Once the called client (e.g., multimedia workstation, PDA or cell phone) receives the invitation to join the session, it can accept the call, or perhaps forward it to a voice messaging system or even a unified messaging (UM) system, or perhaps to another Japanese-speaking user. If the call is multimedia in nature, but the receiving client is not, it may elect to accept only the media types it can support.
For example, it may accept the voice component of the call while rejecting the video component. If appropriate, multiple clients can be rung at once through a process known as call forking or splitting, and
each client can deal with the call in the manner most appropriate. During the course of the call, additional functions such as whiteboarding or data conferencing can be added through additional invite requests from any of the clients.
SIP makes use of UDP (User Datagram Protocol), for performance reasons. This puts the responsibility for error control on the receiving device, but is much faster than TCP (Transmission Control Protocol). This reliance on UDP is typical in real-time compressed VoIP and video over IP networking. TCP is optional, but it can be done and it certainly is more reliable.
If this sounds a lot cleaner and faster than the H.323 approach, it's because it is. SIP also scales much better than H.323, which is due in part to its reliance on a variation of the existing addressing scheme employed in the Internet. SIP also is a lot more flexible, as it allows individual receiving clients to tailor the incoming call to their own capabilities. Further, the nature of the call can change while it is in progress.
By the way, SIP's reliance on the URL addressing scheme defined by the DNS (Domain Name System) of the Internet is an incredible advantage, as it ties into the effort of the IETF's ENUM Working Group. That group is working on the interconnection of DNS and the E.164 numbering scheme used in the PSTN. Ultimately, that work will enable the interoperability of the two numbering schemes in a full convergence scenario.
Which Way Did It Go? Which Way Did It Go?

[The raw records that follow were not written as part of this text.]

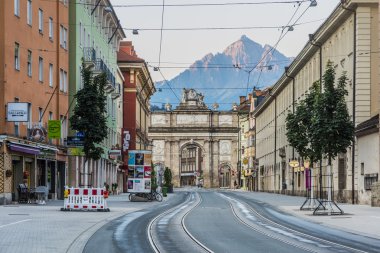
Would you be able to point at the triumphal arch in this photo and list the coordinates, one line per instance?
(197, 143)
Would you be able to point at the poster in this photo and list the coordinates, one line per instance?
(139, 171)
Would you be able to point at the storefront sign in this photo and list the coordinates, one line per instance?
(114, 154)
(75, 151)
(75, 141)
(54, 129)
(139, 170)
(293, 163)
(126, 139)
(37, 133)
(17, 112)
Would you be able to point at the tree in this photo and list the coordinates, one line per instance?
(299, 128)
(333, 127)
(89, 115)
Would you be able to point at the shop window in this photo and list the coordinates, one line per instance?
(370, 179)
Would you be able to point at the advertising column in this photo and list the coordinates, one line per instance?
(139, 171)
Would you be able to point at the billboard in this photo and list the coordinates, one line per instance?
(17, 112)
(139, 170)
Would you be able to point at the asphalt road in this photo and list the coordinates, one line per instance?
(221, 221)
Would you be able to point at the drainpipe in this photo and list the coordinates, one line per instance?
(311, 40)
(275, 137)
(353, 102)
(293, 109)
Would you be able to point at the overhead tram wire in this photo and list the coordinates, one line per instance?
(275, 46)
(190, 4)
(283, 35)
(269, 51)
(168, 83)
(162, 25)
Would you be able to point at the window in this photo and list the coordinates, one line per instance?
(40, 69)
(80, 34)
(40, 112)
(17, 129)
(30, 116)
(40, 21)
(63, 37)
(29, 12)
(51, 28)
(64, 81)
(61, 79)
(17, 7)
(369, 179)
(17, 56)
(29, 63)
(51, 75)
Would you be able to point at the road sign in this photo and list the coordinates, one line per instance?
(79, 134)
(75, 141)
(54, 129)
(293, 163)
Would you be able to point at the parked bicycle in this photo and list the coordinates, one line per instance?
(154, 195)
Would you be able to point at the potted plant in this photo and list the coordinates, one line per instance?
(168, 179)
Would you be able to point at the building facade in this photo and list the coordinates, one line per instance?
(199, 145)
(137, 90)
(33, 90)
(95, 34)
(350, 39)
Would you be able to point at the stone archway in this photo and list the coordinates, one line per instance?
(159, 168)
(191, 164)
(225, 175)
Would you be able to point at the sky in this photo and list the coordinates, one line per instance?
(174, 50)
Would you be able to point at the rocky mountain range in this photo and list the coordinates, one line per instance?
(223, 77)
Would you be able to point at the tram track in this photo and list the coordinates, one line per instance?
(171, 218)
(277, 231)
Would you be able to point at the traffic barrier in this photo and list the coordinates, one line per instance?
(85, 199)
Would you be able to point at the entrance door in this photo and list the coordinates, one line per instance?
(191, 165)
(225, 176)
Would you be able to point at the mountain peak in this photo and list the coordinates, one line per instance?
(219, 72)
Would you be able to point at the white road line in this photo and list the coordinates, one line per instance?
(13, 223)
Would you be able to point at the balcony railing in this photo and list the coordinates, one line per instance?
(117, 91)
(89, 55)
(101, 67)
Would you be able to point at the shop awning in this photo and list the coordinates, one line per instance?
(48, 148)
(24, 148)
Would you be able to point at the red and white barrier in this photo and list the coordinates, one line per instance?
(85, 199)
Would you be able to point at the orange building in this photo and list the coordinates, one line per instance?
(33, 90)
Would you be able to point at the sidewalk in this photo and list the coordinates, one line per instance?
(44, 228)
(358, 219)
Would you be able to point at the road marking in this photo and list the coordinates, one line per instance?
(13, 223)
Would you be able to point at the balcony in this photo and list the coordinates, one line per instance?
(89, 56)
(117, 91)
(101, 67)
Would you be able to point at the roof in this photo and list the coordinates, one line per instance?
(127, 53)
(368, 127)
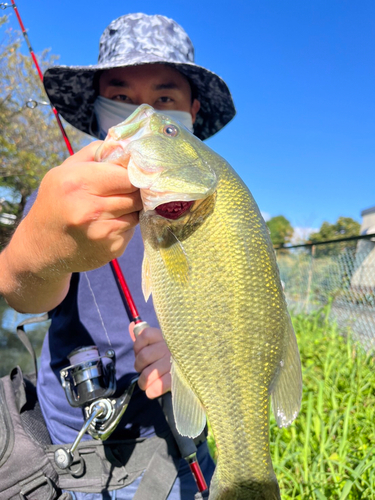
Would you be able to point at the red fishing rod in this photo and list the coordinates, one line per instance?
(186, 445)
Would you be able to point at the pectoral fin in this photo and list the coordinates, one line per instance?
(188, 410)
(287, 390)
(146, 277)
(175, 260)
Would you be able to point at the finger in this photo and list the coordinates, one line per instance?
(100, 179)
(159, 387)
(147, 337)
(87, 153)
(151, 354)
(154, 371)
(131, 331)
(111, 207)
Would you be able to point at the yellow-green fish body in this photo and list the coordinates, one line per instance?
(219, 300)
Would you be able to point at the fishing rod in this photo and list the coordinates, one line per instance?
(187, 447)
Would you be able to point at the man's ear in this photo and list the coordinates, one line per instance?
(195, 107)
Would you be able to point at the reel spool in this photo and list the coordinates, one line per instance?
(89, 376)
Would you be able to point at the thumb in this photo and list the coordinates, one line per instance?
(131, 331)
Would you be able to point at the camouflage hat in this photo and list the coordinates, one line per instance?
(131, 40)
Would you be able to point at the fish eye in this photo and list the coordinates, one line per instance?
(170, 130)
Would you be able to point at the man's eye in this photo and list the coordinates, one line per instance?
(165, 99)
(121, 97)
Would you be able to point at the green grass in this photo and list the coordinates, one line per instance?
(328, 452)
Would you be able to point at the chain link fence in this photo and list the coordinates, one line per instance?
(341, 271)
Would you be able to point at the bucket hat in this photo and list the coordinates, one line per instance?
(131, 40)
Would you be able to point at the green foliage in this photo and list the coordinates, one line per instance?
(327, 453)
(30, 140)
(12, 352)
(281, 230)
(345, 227)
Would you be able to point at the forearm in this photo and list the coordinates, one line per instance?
(29, 280)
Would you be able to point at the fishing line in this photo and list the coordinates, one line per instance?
(186, 445)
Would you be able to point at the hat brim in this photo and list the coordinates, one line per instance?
(71, 91)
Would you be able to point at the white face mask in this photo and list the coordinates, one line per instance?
(110, 113)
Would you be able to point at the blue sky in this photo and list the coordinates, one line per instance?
(302, 75)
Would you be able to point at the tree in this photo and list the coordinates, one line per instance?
(345, 227)
(281, 230)
(30, 140)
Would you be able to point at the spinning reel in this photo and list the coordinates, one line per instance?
(89, 382)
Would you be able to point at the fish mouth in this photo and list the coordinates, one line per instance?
(174, 209)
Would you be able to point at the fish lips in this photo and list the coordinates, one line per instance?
(162, 182)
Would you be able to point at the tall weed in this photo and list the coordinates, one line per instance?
(328, 452)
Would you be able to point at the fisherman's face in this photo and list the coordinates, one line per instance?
(160, 86)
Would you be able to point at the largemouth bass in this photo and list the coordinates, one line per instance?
(211, 268)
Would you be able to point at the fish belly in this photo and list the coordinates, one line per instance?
(225, 329)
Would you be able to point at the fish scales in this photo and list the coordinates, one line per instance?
(220, 304)
(232, 380)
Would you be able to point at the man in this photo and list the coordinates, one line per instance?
(85, 214)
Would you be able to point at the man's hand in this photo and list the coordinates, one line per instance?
(152, 361)
(83, 217)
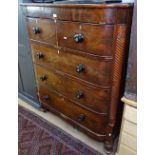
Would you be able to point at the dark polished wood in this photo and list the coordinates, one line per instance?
(46, 30)
(97, 38)
(131, 77)
(96, 71)
(96, 99)
(78, 61)
(69, 109)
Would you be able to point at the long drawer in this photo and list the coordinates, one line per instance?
(92, 69)
(90, 97)
(42, 30)
(93, 122)
(92, 38)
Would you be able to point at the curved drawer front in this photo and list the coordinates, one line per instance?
(93, 15)
(96, 99)
(90, 38)
(89, 69)
(42, 30)
(95, 123)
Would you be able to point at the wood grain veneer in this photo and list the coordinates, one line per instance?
(78, 55)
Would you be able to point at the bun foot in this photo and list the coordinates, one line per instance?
(108, 146)
(43, 109)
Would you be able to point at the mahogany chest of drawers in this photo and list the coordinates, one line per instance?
(78, 54)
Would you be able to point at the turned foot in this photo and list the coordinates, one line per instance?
(108, 146)
(43, 109)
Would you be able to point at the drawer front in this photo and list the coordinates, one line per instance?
(90, 38)
(69, 109)
(89, 69)
(94, 98)
(42, 30)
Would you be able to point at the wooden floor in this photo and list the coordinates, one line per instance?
(66, 127)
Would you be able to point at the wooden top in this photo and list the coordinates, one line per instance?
(114, 5)
(129, 102)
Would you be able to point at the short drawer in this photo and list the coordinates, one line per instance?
(89, 97)
(42, 30)
(89, 38)
(93, 70)
(72, 111)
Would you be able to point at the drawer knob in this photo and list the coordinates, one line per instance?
(80, 68)
(36, 30)
(40, 55)
(79, 94)
(46, 98)
(81, 117)
(43, 78)
(78, 38)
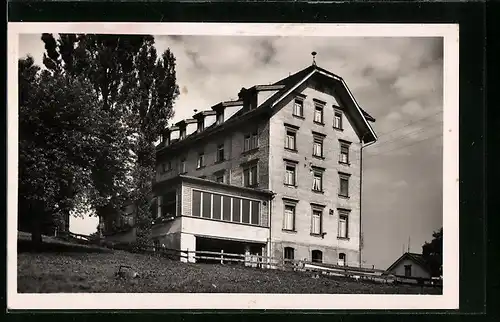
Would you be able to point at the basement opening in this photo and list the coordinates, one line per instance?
(229, 251)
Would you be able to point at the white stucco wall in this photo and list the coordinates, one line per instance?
(212, 228)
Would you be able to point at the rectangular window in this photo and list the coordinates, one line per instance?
(343, 226)
(245, 211)
(207, 205)
(289, 218)
(298, 108)
(226, 208)
(317, 180)
(344, 185)
(247, 143)
(289, 253)
(217, 209)
(290, 140)
(236, 209)
(290, 174)
(254, 144)
(407, 270)
(318, 114)
(344, 153)
(196, 211)
(255, 213)
(316, 222)
(318, 146)
(220, 153)
(201, 160)
(220, 117)
(250, 176)
(251, 142)
(337, 120)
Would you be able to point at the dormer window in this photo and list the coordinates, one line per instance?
(220, 117)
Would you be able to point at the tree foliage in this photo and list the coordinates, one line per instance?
(135, 86)
(433, 252)
(60, 137)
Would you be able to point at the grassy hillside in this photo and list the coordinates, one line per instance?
(95, 272)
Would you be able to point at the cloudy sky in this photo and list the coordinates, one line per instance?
(399, 81)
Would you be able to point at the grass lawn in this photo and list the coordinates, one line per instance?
(71, 272)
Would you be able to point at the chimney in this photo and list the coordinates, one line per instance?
(219, 116)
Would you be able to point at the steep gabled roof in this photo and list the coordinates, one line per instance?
(294, 81)
(416, 258)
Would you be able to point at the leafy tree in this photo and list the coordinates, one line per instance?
(57, 144)
(136, 86)
(433, 252)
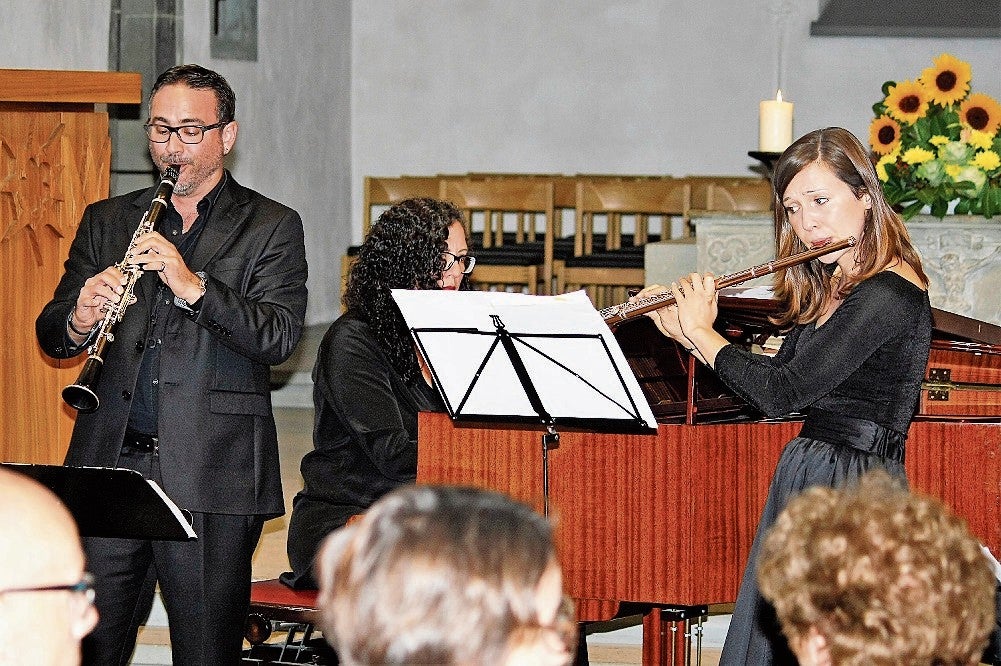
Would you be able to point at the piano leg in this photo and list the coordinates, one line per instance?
(668, 635)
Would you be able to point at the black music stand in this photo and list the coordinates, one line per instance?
(112, 502)
(527, 360)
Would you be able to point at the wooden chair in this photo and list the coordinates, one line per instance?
(276, 607)
(380, 192)
(608, 264)
(747, 196)
(511, 224)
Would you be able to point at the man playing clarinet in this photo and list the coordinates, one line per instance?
(184, 389)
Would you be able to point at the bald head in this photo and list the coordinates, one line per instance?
(41, 548)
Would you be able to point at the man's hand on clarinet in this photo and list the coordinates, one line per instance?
(154, 252)
(96, 295)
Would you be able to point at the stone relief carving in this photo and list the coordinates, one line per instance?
(961, 255)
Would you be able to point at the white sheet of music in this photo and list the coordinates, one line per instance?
(570, 354)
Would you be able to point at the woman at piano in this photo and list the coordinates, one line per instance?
(368, 381)
(858, 336)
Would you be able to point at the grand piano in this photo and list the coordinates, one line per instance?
(662, 525)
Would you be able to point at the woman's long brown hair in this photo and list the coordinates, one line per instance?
(804, 289)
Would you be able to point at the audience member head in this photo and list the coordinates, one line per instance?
(408, 247)
(882, 238)
(42, 616)
(445, 575)
(876, 575)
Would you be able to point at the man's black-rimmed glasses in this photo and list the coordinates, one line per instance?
(465, 260)
(85, 587)
(160, 133)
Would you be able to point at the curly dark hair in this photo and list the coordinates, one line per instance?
(402, 251)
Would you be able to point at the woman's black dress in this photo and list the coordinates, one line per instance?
(364, 439)
(858, 379)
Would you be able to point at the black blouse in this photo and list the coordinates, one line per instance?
(867, 361)
(365, 422)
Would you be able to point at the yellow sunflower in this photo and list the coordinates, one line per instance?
(907, 101)
(981, 112)
(884, 135)
(979, 139)
(988, 160)
(917, 155)
(948, 81)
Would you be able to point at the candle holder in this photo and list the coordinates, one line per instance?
(768, 160)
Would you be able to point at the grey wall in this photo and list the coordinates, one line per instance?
(343, 89)
(641, 86)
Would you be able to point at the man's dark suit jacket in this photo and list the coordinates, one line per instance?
(217, 443)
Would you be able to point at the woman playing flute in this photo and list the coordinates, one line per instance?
(859, 331)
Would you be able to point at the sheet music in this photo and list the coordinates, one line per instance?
(575, 362)
(182, 520)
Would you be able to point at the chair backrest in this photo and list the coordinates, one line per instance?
(385, 191)
(641, 198)
(502, 211)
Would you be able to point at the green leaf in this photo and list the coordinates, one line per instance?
(939, 208)
(912, 209)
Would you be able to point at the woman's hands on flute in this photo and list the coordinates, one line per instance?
(690, 320)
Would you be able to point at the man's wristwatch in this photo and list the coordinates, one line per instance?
(184, 304)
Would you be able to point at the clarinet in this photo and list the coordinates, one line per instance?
(80, 395)
(616, 314)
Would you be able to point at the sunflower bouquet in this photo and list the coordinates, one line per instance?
(937, 143)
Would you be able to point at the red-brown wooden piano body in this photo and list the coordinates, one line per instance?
(669, 519)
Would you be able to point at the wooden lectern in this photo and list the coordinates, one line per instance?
(55, 158)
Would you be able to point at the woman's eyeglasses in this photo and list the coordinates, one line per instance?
(466, 261)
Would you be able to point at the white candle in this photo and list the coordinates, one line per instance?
(775, 124)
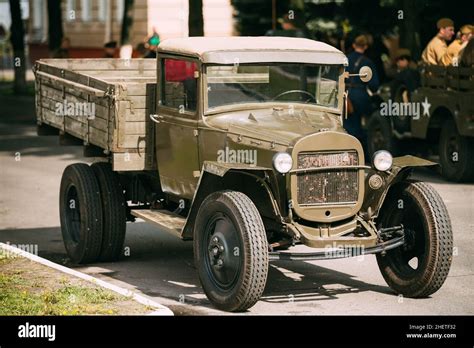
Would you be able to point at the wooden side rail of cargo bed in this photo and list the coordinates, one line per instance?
(55, 79)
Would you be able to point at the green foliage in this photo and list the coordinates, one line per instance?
(22, 296)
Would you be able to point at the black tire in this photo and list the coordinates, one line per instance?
(81, 213)
(456, 154)
(238, 283)
(379, 135)
(428, 238)
(113, 212)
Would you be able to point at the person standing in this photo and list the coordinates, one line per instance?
(436, 52)
(357, 90)
(464, 35)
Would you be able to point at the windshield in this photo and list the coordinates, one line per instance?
(280, 82)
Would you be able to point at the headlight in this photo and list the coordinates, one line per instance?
(282, 162)
(382, 160)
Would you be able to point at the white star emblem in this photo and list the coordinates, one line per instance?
(426, 107)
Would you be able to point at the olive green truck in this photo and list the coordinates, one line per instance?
(237, 145)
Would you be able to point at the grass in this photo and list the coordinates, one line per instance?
(20, 295)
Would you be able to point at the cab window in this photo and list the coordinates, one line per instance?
(179, 84)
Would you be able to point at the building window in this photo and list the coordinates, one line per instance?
(119, 9)
(103, 8)
(70, 10)
(86, 10)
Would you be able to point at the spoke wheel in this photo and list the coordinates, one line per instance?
(231, 250)
(419, 267)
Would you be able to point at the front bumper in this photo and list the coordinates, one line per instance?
(388, 239)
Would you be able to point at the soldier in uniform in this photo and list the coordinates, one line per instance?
(464, 35)
(436, 53)
(357, 90)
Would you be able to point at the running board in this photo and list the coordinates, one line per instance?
(164, 218)
(340, 253)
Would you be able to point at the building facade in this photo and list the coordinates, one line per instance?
(91, 23)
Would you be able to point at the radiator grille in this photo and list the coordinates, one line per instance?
(340, 186)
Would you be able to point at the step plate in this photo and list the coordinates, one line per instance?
(164, 218)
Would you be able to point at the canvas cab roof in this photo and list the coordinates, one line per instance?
(254, 49)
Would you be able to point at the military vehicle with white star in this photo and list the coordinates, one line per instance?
(440, 113)
(237, 144)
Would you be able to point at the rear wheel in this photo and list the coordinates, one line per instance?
(231, 250)
(456, 153)
(419, 267)
(113, 211)
(81, 213)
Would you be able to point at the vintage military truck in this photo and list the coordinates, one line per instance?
(440, 113)
(237, 144)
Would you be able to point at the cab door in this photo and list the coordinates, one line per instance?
(176, 132)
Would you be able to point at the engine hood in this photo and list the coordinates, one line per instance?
(283, 126)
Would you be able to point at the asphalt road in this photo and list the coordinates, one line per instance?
(161, 266)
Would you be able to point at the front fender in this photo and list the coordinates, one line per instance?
(218, 176)
(401, 169)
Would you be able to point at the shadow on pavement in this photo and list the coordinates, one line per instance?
(162, 265)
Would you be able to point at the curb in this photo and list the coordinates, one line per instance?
(159, 309)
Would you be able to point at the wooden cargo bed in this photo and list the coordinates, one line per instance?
(103, 102)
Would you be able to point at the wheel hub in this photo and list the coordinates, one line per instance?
(217, 252)
(223, 262)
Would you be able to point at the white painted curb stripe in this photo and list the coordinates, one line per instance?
(158, 308)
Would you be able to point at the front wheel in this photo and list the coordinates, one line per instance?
(420, 266)
(231, 250)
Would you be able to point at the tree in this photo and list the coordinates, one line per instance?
(195, 18)
(127, 22)
(55, 25)
(18, 43)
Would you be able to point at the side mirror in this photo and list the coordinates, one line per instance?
(365, 74)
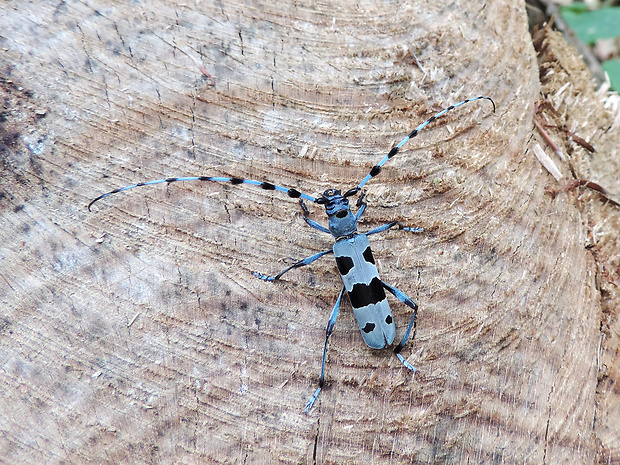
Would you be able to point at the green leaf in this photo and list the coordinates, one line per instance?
(592, 25)
(613, 69)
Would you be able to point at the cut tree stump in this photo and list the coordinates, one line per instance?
(136, 333)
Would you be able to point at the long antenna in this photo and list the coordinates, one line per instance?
(293, 193)
(377, 168)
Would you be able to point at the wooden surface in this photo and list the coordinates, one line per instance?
(137, 333)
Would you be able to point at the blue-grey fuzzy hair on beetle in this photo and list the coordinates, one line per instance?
(351, 249)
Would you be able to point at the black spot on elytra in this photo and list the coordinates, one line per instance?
(344, 265)
(365, 294)
(369, 328)
(368, 255)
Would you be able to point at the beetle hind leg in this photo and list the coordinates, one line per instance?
(404, 298)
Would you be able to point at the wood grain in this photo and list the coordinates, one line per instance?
(137, 333)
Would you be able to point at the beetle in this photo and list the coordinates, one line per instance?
(351, 249)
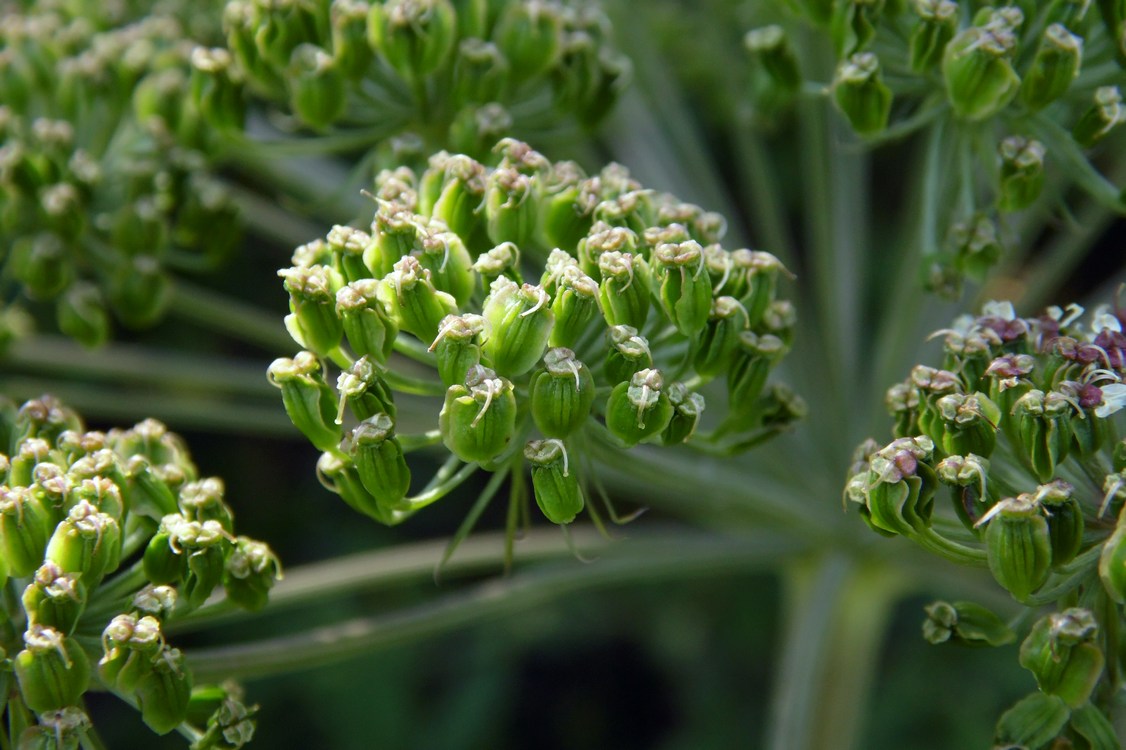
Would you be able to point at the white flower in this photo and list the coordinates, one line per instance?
(1114, 398)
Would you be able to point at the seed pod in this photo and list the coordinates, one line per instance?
(639, 408)
(130, 644)
(364, 390)
(687, 408)
(1061, 653)
(313, 322)
(1036, 720)
(414, 36)
(163, 694)
(861, 95)
(309, 400)
(1055, 65)
(518, 323)
(367, 326)
(412, 300)
(556, 489)
(380, 461)
(250, 572)
(54, 598)
(25, 527)
(477, 419)
(965, 623)
(1018, 545)
(624, 289)
(52, 670)
(977, 69)
(1102, 116)
(685, 288)
(562, 394)
(575, 306)
(938, 20)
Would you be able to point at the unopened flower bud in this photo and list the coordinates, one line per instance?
(477, 419)
(861, 95)
(555, 485)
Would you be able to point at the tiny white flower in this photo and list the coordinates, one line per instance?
(1114, 398)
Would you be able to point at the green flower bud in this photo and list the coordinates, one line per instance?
(977, 68)
(1053, 69)
(412, 301)
(628, 354)
(518, 323)
(450, 267)
(380, 461)
(338, 474)
(43, 264)
(453, 190)
(481, 72)
(309, 400)
(562, 394)
(414, 36)
(625, 288)
(1061, 653)
(938, 20)
(965, 623)
(314, 323)
(968, 423)
(250, 572)
(687, 408)
(163, 694)
(1021, 172)
(685, 288)
(215, 90)
(81, 314)
(1035, 721)
(52, 670)
(530, 36)
(350, 51)
(477, 420)
(854, 25)
(1065, 520)
(130, 645)
(25, 527)
(54, 598)
(1113, 565)
(556, 489)
(900, 490)
(140, 292)
(639, 409)
(1043, 432)
(861, 95)
(1101, 117)
(1091, 724)
(776, 78)
(87, 542)
(510, 206)
(1018, 545)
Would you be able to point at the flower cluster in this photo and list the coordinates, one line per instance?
(103, 180)
(538, 300)
(455, 74)
(1020, 429)
(105, 538)
(1001, 91)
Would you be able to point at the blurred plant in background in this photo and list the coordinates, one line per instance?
(905, 161)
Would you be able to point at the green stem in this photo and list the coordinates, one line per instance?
(328, 645)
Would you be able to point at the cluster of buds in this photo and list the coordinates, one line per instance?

Despite the obvious advantages, SIP had a long way to go to replace the incumbent H.323. (It's always tough to replace an incumbent.) The fact that the final standard wasn't approved until June 2002 didn't help. What certainly did help was Microsoft's decision (2001) to incorporate SIP in Windows XP, Windows CE 4.0, Windows .NET Server and other devices embedded with XP. Now it's not as though a lot of other major telecom and datacom vendors didn't get behind SIP, but Microsoft's support makes a big difference in the life of any standard these days.
Between the time SIP was first announced in 1999 and its finalization in 2002, a lot of pre-release products were developed and marketed. As is typical, the vendors didn't all take the same approach, exercising different options and maintaining different levels of currency with the developing standard.
That's created interoperability problems, which is not exactly why standards are developed. After all, standards are supposed to allow multiple manufacturers to build to the same core specifications, which ultimately provides carriers, service providers and end user to deploy networks comprising product of diverse origins without compromising interconnectivity and interoperability. These issues ultimately will be sorted out, but it may be a while.
The IETF regularly holds SIP Test Events to test product interoperability, and at increasing levels of difficulty. There are strong indications that at least one third-party organization will soon emerge to assume responsibility for SIP certification. In the meantime, IP carriers and service providers are rolling out networks and services based on SIP, dealing with the problems as they go and confidant that it all will be.